New Zealand captain Daniel Vettori and his West Indies counterpart Chris Gayle raised questions on the umpires referral system after the first drawn cricket Test at the University Oval in Dunedin.
Gayle said he did not like the new referral scheme, which is on trial during the two-Test series. The system allows each team to appeal against umpiring decisions in the course of an innings until such time as they have three challenges rejected by the third umpire.
"To be honest I am not really a big fan of it. You have two standing umpires out there to actually get the job done, just like we (the players) have to get the job done sometimes," Gayle was quoted as saying in The New Zealand Herald.
New Zealand captain Dan Vettori also has doubts about the system and believes the rules aren't working in the way they were intended.
"A little bit of fine tuning needs to be done. I think the 50-50 ones slow the game down and you take the umpire completely out of it," Vettori said. "If the umpire makes a decision and it's not palpably wrong then you go with the umpire's first decision."
The West Indian captain feels that the decision making should be left in the hands of the two umpires on the field.
"Some of them (West Indies players) are a bit 50-50 on it as well.
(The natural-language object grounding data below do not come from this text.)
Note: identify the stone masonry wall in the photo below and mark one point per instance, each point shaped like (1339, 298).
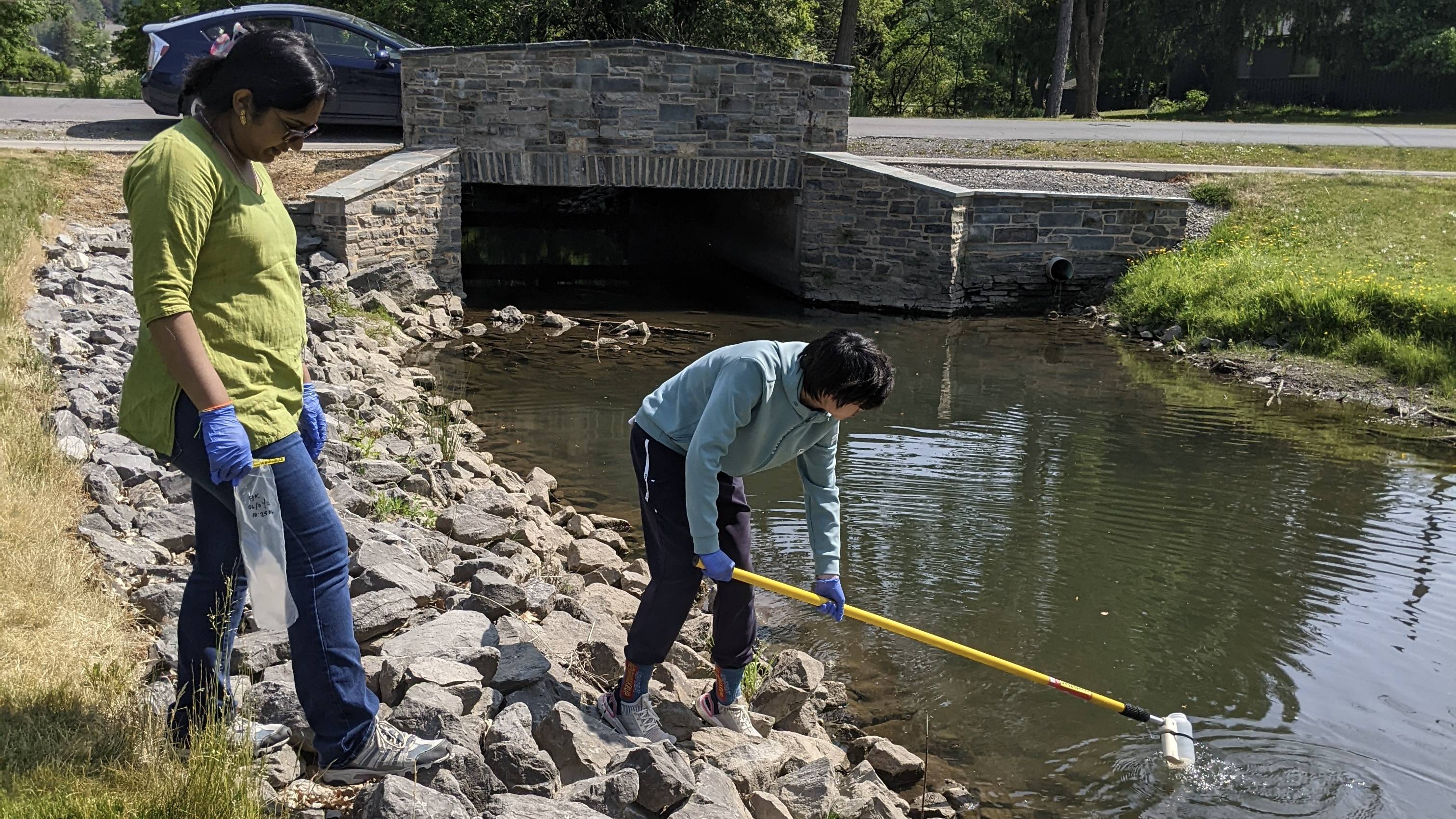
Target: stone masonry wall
(1013, 235)
(624, 113)
(880, 236)
(398, 216)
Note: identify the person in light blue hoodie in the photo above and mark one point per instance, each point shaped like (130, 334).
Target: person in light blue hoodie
(733, 413)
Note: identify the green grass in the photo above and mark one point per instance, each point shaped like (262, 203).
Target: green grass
(1368, 158)
(76, 740)
(1360, 270)
(1295, 114)
(377, 324)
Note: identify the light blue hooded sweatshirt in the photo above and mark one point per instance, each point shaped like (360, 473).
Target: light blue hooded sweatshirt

Everybody has got their opinion, but we'll see what the outcome will be in the next couple of months," Gayle added.
The Jamaican feels that involvement of technology in decision-making held little appeal for him. His cricket has always been played on the basis of accepting the rough decisions alongside the ones, which fall your way.
"Sometimes they go in your favour, sometimes they don't -- and that's been happening over the years."
This is the second series where the referral system is on trial -- after the Sri Lanka-India series in July. The system will also be used during Australia's forthcoming series against South Africa starting on Wednesday.